When you're an indie filmmaker, just a struggling artist trying to get noticed and make your way in the industry, you tend to see the entertainment world from that perspective. You against all those gatekeepers. However, you need to remember that some of those gatekeepers are struggling, too. In fact, the whole industry is filled with people are struggling. From small studios, to distributors, to festivals and everything in between. The truth is, the power and influence in this industry is held by so few, while the overwhelming majority of people in the industry are longing to move up that industry ladder. With that, I'd like to mourn the passing of indie film distributor, B-Side, who just announced that they'll be shutting their doors on March 1st.
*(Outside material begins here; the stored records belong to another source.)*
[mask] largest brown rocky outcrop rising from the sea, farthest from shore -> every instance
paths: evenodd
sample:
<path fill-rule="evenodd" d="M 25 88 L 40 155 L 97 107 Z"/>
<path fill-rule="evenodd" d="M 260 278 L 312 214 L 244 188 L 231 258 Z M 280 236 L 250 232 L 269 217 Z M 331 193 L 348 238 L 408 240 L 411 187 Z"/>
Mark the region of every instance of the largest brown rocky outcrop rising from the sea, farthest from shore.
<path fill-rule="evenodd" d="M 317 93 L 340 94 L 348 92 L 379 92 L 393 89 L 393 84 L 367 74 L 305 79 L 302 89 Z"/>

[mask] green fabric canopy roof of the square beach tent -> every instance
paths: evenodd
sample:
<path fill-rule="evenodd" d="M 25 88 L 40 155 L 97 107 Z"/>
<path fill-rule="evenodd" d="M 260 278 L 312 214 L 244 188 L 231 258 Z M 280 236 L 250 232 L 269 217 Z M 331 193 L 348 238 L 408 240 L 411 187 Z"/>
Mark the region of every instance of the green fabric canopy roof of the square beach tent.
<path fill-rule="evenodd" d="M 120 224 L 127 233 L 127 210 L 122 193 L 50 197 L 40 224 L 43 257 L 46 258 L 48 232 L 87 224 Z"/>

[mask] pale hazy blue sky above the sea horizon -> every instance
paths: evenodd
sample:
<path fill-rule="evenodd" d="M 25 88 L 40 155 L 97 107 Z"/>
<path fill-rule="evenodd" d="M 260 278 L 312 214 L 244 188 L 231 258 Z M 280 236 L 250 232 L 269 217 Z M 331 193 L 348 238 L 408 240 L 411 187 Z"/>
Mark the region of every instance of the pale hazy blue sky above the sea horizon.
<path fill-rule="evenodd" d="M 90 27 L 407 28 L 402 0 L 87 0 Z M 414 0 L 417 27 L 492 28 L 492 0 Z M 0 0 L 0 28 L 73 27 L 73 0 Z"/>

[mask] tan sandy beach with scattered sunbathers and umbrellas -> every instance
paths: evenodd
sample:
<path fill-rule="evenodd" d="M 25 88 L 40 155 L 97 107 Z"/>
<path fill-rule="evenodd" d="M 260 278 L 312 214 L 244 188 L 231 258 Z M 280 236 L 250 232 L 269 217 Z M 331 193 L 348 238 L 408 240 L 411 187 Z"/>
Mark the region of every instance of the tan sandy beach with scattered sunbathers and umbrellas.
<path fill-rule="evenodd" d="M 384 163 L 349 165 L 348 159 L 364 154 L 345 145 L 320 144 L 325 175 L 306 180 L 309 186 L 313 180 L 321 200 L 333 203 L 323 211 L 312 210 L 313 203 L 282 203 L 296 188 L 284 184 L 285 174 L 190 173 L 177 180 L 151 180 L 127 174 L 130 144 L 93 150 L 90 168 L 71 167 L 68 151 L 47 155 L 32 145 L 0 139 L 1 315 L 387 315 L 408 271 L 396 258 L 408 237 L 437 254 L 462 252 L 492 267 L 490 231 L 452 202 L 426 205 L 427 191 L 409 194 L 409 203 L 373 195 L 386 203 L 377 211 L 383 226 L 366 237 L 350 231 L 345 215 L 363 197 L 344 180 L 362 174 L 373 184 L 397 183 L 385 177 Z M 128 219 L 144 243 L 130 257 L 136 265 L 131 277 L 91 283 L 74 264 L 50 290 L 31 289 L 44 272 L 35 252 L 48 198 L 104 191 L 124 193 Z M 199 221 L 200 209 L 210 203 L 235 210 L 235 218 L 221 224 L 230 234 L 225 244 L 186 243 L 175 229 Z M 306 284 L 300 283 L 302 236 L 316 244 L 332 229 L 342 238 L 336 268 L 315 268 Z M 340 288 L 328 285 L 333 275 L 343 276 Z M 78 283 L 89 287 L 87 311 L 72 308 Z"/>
B-Side was founded in 2005 and just had their best year ever, in 2009. That's why it was such a surprise to see them close their doors. They were an indie distribution company, based on leveraging the audiences and the festivals. They powered a lot of the festivals websites and connected audiences and gathered feedback on films. They had over 220 film festival partners, including Sundance, AFI and Fantastic Fest. Their platform created direct connections to audiences and used on-demand technology. They were a full service distribution company and they even provided research and marketing services to filmmakers and other distributors. I watched them closely and, personally, thought that their model could represent a bright future for indie film. So, what happened?
Here's some snippets from their release on the webpage... "On behalf of the entire B-Side team, I (Chris Hyams - B-Side Founder & CEO) am sad to announce that after 5 years in business B-Side is closing its doors on March 1." "In the face of the lingering economic crisis and ongoing upheaval in the film business, our investors decided to stop funding the company. Under extreme time pressure, we were unable to secure alternate financing, and are left with no choice other than to shut down." "I am sad to have reached the end of this chapter, but am incredibly proud of what we've achieved. I am confident that our efforts will have a lasting impact on this business. I am also confident that the B-Side team will bring their expectations to new ventures that will pick up where B-Side is leaving off."
What's the lesson here? Well, I'd like to talk with Chris Hyams and see what he has to say, but... I'd say the lesson is, this is a tough business. It's a tough business to turn a profit in and it's a tough business to try something new in. Also, when you're dealing with smaller, indie companies, you need to remember that they're in the same boat as you. There's a fight going on here and it's not filmmakers versus distributors... it's the indie world versus the studio world and everyone in the indie world, from the filmmakers to the festivals to the distributors, need to help and support each other. Otherwise, we'll be seeing more companies like B-Side close their doors.